Actinic keratoses (AKs) are common dysplastic epidermal lesions resulting from chronic and excessive ultraviolet exposure [
1]. AKs are more common in male sex, phototypes I and II, and in old age [
2,
3]. The majority of AKs persist, regress, or regress and relapse, but some progress to invasive squamous cell carcinomas (SCCs) [
1]. The real risk of progression is difficult to quantify and has been variously estimated by different authors. The estimated annual risk of progression of an individual AK to SCC is believed to be small (0–0.6%) [
4‐
6], but the cumulative lifetime risk for a patient with multiple AK lesions to develop a SCC is around 6–10% [
6‐
9]. This percentage is even higher in immunosuppressed subjects, such as organ transplant patients [
10,
11]. It has long been assumed that clinical thickness and histological grade of dysplasia were predictive factors of the aggressive potential of AKs [
12‐
15]. However, the recent Literature has challenged these two consolidated assumptions.
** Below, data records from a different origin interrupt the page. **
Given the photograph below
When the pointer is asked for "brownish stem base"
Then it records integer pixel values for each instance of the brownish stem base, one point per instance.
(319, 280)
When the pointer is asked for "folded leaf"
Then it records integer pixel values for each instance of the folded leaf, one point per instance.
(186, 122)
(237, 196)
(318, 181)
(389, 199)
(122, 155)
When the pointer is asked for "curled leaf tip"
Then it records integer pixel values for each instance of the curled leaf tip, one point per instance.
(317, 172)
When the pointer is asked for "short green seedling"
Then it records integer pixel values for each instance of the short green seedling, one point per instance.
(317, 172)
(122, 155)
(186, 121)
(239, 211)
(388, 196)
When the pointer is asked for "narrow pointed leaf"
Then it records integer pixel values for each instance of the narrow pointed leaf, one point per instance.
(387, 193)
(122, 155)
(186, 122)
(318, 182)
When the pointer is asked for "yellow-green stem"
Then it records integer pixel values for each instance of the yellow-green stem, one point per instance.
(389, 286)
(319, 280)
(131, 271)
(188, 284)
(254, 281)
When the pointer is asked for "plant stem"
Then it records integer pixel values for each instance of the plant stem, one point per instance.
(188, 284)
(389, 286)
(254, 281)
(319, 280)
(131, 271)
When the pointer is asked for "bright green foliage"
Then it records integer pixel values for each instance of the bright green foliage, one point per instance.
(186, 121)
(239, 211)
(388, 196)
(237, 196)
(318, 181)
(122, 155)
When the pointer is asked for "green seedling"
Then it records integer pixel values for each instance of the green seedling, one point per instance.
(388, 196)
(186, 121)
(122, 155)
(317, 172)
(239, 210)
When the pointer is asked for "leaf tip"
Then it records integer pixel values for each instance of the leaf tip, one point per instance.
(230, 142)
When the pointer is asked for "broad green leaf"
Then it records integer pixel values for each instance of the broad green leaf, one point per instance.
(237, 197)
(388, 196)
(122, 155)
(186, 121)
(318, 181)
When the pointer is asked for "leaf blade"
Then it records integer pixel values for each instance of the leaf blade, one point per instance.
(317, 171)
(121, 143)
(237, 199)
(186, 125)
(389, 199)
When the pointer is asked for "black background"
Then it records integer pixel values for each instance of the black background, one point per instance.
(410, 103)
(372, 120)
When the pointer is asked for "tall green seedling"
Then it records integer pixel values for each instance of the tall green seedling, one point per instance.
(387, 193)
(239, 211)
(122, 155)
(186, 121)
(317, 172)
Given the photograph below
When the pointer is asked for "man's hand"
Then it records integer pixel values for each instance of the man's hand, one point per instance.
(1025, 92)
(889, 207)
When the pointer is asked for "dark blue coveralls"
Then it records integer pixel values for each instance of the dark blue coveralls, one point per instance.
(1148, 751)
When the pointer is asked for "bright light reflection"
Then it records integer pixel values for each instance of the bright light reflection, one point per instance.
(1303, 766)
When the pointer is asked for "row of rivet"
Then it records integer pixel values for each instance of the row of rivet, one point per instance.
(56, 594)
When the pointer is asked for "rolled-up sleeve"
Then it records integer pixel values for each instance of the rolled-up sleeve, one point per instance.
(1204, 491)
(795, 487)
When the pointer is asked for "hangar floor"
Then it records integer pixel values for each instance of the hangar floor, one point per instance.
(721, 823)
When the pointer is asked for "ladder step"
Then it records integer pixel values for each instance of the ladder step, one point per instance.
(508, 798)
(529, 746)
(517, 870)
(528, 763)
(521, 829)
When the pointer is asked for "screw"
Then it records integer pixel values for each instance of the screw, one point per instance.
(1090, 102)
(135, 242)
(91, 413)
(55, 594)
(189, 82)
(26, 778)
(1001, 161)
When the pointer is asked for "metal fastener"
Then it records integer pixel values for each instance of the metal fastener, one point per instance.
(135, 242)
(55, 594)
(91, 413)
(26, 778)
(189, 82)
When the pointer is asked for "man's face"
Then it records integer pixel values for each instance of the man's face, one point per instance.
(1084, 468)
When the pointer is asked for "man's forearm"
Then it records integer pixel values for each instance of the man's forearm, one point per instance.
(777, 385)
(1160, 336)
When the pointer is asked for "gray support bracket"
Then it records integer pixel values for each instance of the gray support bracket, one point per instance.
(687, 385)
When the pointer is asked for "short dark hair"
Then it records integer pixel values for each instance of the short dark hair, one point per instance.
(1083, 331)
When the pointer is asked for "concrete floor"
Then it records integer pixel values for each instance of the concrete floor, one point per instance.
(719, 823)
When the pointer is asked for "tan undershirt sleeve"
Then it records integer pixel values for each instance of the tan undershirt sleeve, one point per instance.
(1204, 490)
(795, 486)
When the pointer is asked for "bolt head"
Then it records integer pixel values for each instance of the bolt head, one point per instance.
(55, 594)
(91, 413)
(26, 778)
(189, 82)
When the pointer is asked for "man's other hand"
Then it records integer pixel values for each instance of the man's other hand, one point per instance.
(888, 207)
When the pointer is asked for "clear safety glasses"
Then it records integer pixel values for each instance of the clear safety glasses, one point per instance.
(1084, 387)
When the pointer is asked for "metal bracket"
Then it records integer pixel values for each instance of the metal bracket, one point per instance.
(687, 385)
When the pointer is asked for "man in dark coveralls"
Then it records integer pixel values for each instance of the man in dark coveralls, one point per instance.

Clinical thickness (Grades I–III) cannot predict aggressiveness of AKs, since it does not correlate neither with the grade of dysplasia nor with p53 expression [
16‐
18]. Likewise, the histopathological grade of dysplasia (AK I–III) is not necessarily correlated to the invasive potential of AKs [
19,
20]. Indeed, progression to invasive SCC may occur through two possible pathways: the classic pathway, which implies progressive transformation from basal keratinocyte atypia (AK I) to full-thickness epidermal atypia (AK III) and the differentiated pathway, in which invasion can occur directly from a proliferation of atypical basaloid cells limited to the epidermal basal layer (AK I) [
13,
21,
22]. So, neither the clinical grade nor the histological grade of dysplasia seems valid predictors of aggressive potential of AKs. On the other hand, the mutational status in AKs appears to predict well the clinical course [
1]. Bakshi et al. in a perspective study found that decreased E-cadherin and increased p53 were associated with progression from AK to non-melanoma skin cancer [
1]. Mutations in the TP53 tumor suppressor gene is the most common genetic abnormality in human cancer and the majority of TP53 gene mutations result in a non-functional protein resistant to degradation, which consequently accumulates in cell nuclei. Thus, immunohistochemical staining for p53 can suggest mutation status by marking non-functional p53 [
23]. Over the years, this technique evolved into an accurate surrogate reflecting the underlying TP53 gene mutation status of a tumor [
23‐
25]. This technique has been widely used in studying cancerogenesis in various tissues and organs and numerous studies support the validity of this technique in keratinocyte derived skin cancers [
23,
26‐
28]. The aim of this study was to investigate how the intensity of p53 staining (p53 staining index) might vary according to body site, histological subtype and grade dysplasia of AKs. Secondly, we sought to investigate the distribution in the epidermal layers of non-functional p53 (zonal staining patterns).